Determination of Hydrogen Cyanide (HCN) Content

This was determined by the alkaline picrate colourimetric method by AOAC (2005). One gram of each sample was weighed into a conical flask and 200 mL of distilled water added to it. Each sample was thoroughly mixed. A strip of alkaline picrate paper was suspended over the mixture, with the aid of a rubber stopper, in such a way that the paper did not touch the surface of the mixture. The set up was incubated for 18 h at room temperature. At the end of the incubation period, the picrate paper was carefully removed and placed in 60 mL of distilled water. Meanwhile a standard cyanide solution was prepared and treated as described above. The absorbance of the standard and the sample were measured in a spectrophotometer at 540 nm.
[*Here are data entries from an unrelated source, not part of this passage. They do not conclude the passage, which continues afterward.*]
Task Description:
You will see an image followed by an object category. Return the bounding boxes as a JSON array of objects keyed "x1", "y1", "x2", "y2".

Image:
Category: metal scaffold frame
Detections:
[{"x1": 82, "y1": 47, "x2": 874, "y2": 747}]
The cyanide content (HCN) in mg/kg was calculated using the formula:

$$\mathrm{HCN}\left(\mathrm{mg}/\mathrm{kg}\right)=\left(100/W\right)\times A_{\mathrm{u}}\left(A_{\mathrm{s}}\right)$$

where, W = weight of sample analyzed (g), A _u = Absorbance of sample (nm), A _s = Absorbance of the standard HCN solution (nm).

Determination of Total Phenolic Content (TPC)

The total phenol content was determined according to the method of Meda et al. (2005) using gallic acid as standard. The sample extract (0.5 mL) was mixed with 25 mL Folin‐ciocalteau reagent (v/v) (previously diluted 10‐fold with distilled water) and 2 mL sodium bicarbonate (7.5 % w/v) and the mixture was diluted to 100 mL with distilled water. The solution was incubated for 40 min at 45°C for color development; the absorbance was measured at 765 nm. Total phenolic content was expressed as gallic acid equivalents (the concentration of gallic acid was established from a calibration curve) in mg per g fresh weight (mg GAE/g).

Onyenweaku, E. , Kesa H., and Ebai P.. 2025. “Chemical Evaluation and Nutritional Benefits of Dietary Additives Formulated From Fruit Peel Blends.” Food Science & Nutrition 13, no. 6: e70414. 10.1002/fsn3.70414.

Data Availability Statement

The data that support the findings of this study are available from the corresponding author upon request.